A (buck) driver equipped with high side current sensor at the output, which took its power from the output of the buck IC, will most likely not regulating the current, not until the buck IC is outputting a voltage of 2.5V!!!

Hence if you set the current at 1.25A, if on that current, the diode only giving a 2.3V of forward voltage, the Buck IC will drive the current more and more until the output reach 2.5V (which is the minimum supply of the current sensor IC). But guess what current is at the 2.5V Vf?? ;)
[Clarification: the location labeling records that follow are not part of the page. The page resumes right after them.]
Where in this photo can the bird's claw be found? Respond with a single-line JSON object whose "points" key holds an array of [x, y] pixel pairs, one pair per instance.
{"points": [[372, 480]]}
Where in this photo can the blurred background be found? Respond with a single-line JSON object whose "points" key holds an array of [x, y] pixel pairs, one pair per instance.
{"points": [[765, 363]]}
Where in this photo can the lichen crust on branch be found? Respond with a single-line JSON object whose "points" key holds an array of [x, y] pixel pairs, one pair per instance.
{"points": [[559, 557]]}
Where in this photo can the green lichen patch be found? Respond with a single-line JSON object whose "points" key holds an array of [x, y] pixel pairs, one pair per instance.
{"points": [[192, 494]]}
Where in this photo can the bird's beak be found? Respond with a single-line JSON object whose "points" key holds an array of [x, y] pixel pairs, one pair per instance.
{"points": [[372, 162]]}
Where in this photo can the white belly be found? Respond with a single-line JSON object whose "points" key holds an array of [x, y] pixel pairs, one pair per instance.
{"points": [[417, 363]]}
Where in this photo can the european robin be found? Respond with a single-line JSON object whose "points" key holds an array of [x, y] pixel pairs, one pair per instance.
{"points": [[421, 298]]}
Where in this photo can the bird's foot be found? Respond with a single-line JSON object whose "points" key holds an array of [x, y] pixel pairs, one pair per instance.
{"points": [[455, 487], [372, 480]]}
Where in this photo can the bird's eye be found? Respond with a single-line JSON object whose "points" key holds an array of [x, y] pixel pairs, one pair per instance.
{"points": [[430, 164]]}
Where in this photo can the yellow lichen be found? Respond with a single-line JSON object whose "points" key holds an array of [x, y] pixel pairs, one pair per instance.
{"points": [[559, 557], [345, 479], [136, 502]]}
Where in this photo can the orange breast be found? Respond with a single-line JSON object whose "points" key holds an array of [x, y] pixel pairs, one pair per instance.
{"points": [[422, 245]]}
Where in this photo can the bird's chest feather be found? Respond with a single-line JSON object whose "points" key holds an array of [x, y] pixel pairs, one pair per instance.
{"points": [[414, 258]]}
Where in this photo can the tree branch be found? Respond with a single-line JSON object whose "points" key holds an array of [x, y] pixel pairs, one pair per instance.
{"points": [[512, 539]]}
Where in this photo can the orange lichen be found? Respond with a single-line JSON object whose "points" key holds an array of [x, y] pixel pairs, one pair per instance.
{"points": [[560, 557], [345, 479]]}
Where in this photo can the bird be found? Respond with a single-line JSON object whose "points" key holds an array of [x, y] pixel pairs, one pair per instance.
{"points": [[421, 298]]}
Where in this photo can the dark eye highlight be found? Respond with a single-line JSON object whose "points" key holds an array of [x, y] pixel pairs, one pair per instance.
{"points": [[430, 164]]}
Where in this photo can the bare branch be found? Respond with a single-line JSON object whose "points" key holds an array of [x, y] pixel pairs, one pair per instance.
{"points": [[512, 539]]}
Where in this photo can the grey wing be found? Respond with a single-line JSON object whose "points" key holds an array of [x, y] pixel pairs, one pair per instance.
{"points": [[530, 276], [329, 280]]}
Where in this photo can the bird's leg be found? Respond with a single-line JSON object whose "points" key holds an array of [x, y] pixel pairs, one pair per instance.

In conclusion, it will give some spike.

This applies to any driver with high side current sensor configuration, which took its Vcc from the output of the Buck IC.
 
yea i agree with you as you got the mitsubishi diode and not the oclaro,the mitsu are a bit stronger and more robust than oclaros beside the open can. :D
i have read more deaths on the oclaros above 1A thats why i told that

edit:what lens you use on your build?im having hard time to chose a nice lens for my new build because g2 has awesome power but very bad beam and the 3 elements cuts around 400mw in power :(



glad you worked it out Bradford make sure to update us when your parts arrive :wave:

why you looking for an axis that isn't copper?ebay is full of those,just search 'laser housing'

I would try a 2 element AR coated for 650 it's much better divergence than a G2 for this diode!